Jenison had loved the fight for its own sake. Spectators supposed he defended Honest John only to earn his huge hire, but that had not been all his motive. It had not occurred to him before that his client was not as courageous as himself. He supported the “presumption of innocence” and pitted himself against machinery of prosecutor and court. But if his client was a coward his fight seemed suddenly unworthy.

Honest John’s puffy eyes filled with tears. “You’ve been a good friend to me, Tom.”

“Oh, cut that.”

“Yes, you have. I appreciate it.”

Jenison, looking at him, wondered that he could ever have thought this man a friend or worth an effort to save. The wretched face sickened him.

“You’re the only man who knows how I feel.” His client was trying to explain his collapse. “I can’t face guilty. I know you’d keep up the fight as long as I kept up the money”—his attorney winced—“but I couldn’t stand another trial. I’m ready for ’em.”

“Ready? How?”

“I’ve got it here.” Honest John tapped his chest, then drew out a narrow pill box.
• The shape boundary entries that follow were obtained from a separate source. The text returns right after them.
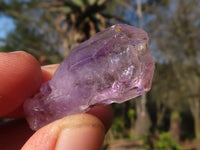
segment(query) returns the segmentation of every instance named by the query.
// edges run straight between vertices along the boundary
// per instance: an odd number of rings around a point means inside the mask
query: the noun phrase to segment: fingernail
[[[97,124],[81,124],[63,129],[55,150],[101,150],[105,129]]]

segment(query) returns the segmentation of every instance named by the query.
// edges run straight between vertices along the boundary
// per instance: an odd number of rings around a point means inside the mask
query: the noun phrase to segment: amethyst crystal
[[[145,31],[118,24],[75,47],[53,79],[24,104],[33,130],[97,104],[122,103],[150,90],[154,62]]]

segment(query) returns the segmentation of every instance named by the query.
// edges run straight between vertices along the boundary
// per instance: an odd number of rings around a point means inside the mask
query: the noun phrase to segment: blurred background
[[[0,0],[0,52],[60,63],[113,24],[143,28],[156,70],[152,89],[113,104],[104,150],[200,150],[200,0]]]

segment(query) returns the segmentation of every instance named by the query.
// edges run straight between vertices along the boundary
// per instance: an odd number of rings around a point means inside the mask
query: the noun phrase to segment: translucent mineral
[[[72,49],[52,80],[26,100],[26,118],[37,130],[94,105],[125,102],[150,90],[153,73],[147,33],[113,25]]]

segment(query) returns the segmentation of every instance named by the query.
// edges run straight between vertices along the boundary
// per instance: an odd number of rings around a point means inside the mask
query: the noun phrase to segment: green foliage
[[[159,135],[159,140],[155,143],[156,150],[181,150],[180,145],[176,144],[172,137],[166,133],[162,132]]]

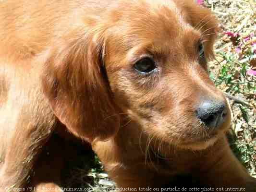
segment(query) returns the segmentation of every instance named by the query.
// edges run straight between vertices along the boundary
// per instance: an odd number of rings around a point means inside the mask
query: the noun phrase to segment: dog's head
[[[44,87],[56,116],[85,137],[112,135],[124,113],[170,144],[214,143],[230,122],[207,73],[215,18],[192,0],[110,4],[51,51]]]

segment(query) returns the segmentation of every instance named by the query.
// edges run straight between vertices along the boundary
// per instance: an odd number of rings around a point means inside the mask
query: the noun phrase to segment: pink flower
[[[244,38],[244,41],[249,41],[250,38],[251,38],[251,36],[248,36],[245,37]]]
[[[204,0],[196,0],[196,2],[198,5],[202,5],[204,3]]]
[[[235,48],[235,52],[236,53],[240,53],[242,51],[241,48],[238,47]]]
[[[256,71],[249,69],[247,71],[246,74],[249,75],[256,75]]]
[[[237,33],[233,33],[231,31],[226,31],[224,34],[232,37],[238,37],[240,36]]]

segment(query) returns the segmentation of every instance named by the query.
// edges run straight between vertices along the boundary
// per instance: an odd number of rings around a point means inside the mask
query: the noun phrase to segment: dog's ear
[[[106,139],[116,133],[120,120],[104,67],[104,39],[93,32],[74,34],[49,51],[44,92],[70,132],[89,141]]]
[[[207,58],[213,58],[213,44],[218,33],[221,30],[218,20],[208,9],[196,4],[195,1],[184,0],[183,1],[186,19],[202,34],[205,42],[204,45],[207,50],[205,52]]]

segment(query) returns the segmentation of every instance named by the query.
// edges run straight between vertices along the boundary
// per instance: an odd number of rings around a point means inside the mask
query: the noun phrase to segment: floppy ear
[[[104,44],[93,34],[56,43],[42,78],[57,117],[72,133],[90,141],[113,136],[120,122],[104,66]]]
[[[213,46],[221,29],[216,17],[208,9],[195,3],[195,0],[185,0],[183,6],[186,18],[192,26],[200,31],[207,58],[214,58]]]

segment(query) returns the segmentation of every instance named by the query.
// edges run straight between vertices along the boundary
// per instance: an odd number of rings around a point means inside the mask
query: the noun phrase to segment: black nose
[[[206,100],[196,110],[197,118],[207,128],[218,128],[223,122],[227,114],[227,108],[223,102]]]

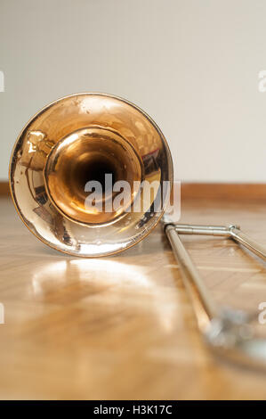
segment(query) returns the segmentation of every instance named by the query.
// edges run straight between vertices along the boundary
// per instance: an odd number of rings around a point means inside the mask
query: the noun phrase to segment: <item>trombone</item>
[[[31,233],[72,256],[123,251],[161,221],[209,348],[235,362],[266,366],[266,340],[253,335],[253,319],[214,305],[180,235],[228,237],[262,259],[266,251],[238,226],[181,225],[164,215],[165,209],[157,209],[155,202],[165,184],[166,195],[171,193],[173,172],[166,140],[147,113],[114,95],[83,93],[48,104],[27,123],[12,150],[9,180],[15,208]],[[112,177],[109,185],[103,182],[106,174]],[[88,179],[94,179],[101,193],[95,190],[89,204]],[[125,181],[130,193],[116,209],[106,210],[117,201],[114,184]],[[142,182],[148,192],[157,182],[149,201],[145,190],[133,188]],[[137,196],[140,208],[129,211]]]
Contempt came back into Jenison’s eyes. “What are you telling me for? Go tell some one who’d care.”

“I don’t know what you mean, Tom.”

“Oh, yes, you do. You’d never take that stuff. You haven’t the nerve. You’re stalling for sympathy.”

The politician turned to an ice-water stand and dropped two tablets into a glass of water. He said with tremulous bravado, “All right—here goes.”
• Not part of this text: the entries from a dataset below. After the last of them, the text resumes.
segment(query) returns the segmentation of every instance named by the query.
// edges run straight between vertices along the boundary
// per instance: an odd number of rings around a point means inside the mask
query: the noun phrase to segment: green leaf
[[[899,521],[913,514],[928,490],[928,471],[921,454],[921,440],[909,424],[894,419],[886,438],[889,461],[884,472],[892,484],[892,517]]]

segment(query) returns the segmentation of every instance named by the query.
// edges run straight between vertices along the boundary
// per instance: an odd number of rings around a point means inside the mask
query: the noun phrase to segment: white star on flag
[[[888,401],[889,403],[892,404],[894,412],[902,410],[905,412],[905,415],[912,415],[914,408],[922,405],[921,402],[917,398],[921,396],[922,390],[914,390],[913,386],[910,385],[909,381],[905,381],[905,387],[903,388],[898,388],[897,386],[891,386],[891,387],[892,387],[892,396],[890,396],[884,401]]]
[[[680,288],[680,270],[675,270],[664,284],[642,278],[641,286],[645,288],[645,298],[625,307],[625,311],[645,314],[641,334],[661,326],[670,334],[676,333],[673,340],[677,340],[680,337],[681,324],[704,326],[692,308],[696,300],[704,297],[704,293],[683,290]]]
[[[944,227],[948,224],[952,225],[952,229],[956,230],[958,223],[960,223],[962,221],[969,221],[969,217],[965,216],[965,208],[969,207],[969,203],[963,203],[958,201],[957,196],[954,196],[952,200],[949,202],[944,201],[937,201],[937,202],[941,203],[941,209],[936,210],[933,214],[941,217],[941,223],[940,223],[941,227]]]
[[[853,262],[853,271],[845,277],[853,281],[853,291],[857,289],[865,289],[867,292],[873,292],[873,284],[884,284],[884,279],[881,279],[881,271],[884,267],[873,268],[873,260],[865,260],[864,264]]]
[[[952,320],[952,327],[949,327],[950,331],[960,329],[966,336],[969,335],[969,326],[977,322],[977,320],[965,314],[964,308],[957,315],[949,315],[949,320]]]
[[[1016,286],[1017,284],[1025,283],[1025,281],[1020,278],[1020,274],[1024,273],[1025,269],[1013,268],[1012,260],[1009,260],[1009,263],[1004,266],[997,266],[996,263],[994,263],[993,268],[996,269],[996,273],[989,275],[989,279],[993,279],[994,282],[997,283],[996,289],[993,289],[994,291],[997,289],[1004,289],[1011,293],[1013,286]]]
“You might as well drink it,” answered the attorney. “God knows you’re guilty. You’ll pay for it some time.”

The glass went halfway to Honest John’s lips and then back to the stand. “I think—I’ll wait.”

“I thought so. You’ll wait until you’re behind bars, and then you’ll wish you’d taken your medicine.” Jenison spoke as if it had been his professional advice to his client to drink the potion. “It takes a man to quit when the game’s up. I suppose in a way I’m as dishonest as you, but there’s a chance for me to clean up, because I’m not afraid. If I thought the name helping you has given me would stick, I’d be glad to take your poison.”

They heard a shuffling of feet in the courtroom.

“There’s an officer announcing that they’ve reached a verdict,” said Jenison. He looked his client in the eyes and added, “I hope it’s guilty!”

“Why—I don’t—what’s the matter? I’ll pay you.”

Jenison blazed. “Yes, you’ll pay! It’s all money to you! Do you think if I’d known you for a coward I’d have made this fight? I hate myself now to think I ever took your money!”

His client looked at him in stupid silence.

“And let me tell you something else. You’re the last thief I’ll work for. I’m done with keeping your kind out of jail.” Huge self-disgust overwhelmed him. “I’ll never take another cent of crook’s money as long as I live, so help me God!”

They heard the slow procession of the jury filing into the court to deliver the speedy verdict. Jenison felt his soul crawling with shame. A convulsive sigh made him turn. Honest John had raised the glass to his lips. His eyes bulged with fear, and he spilled half the liquid on his shirt. Before Jenison could reach him he had swallowed it. Horror held the attorney for an instant, then he burst through the doorway into the courtroom.

A lank man in the jury box smiled as he entered. That meant “Not guilty.” Without noticing the attorney’s ghastly excitement the judge said, “If the respondent will return the verdict will be delivered.”

Jenison controlled himself and stood straight.

“If your honour please,” he said, “if your honour please”—he could only point through the doorway at Honest John’s body straddled in a chair—“the respondent has delivered his own verdict.”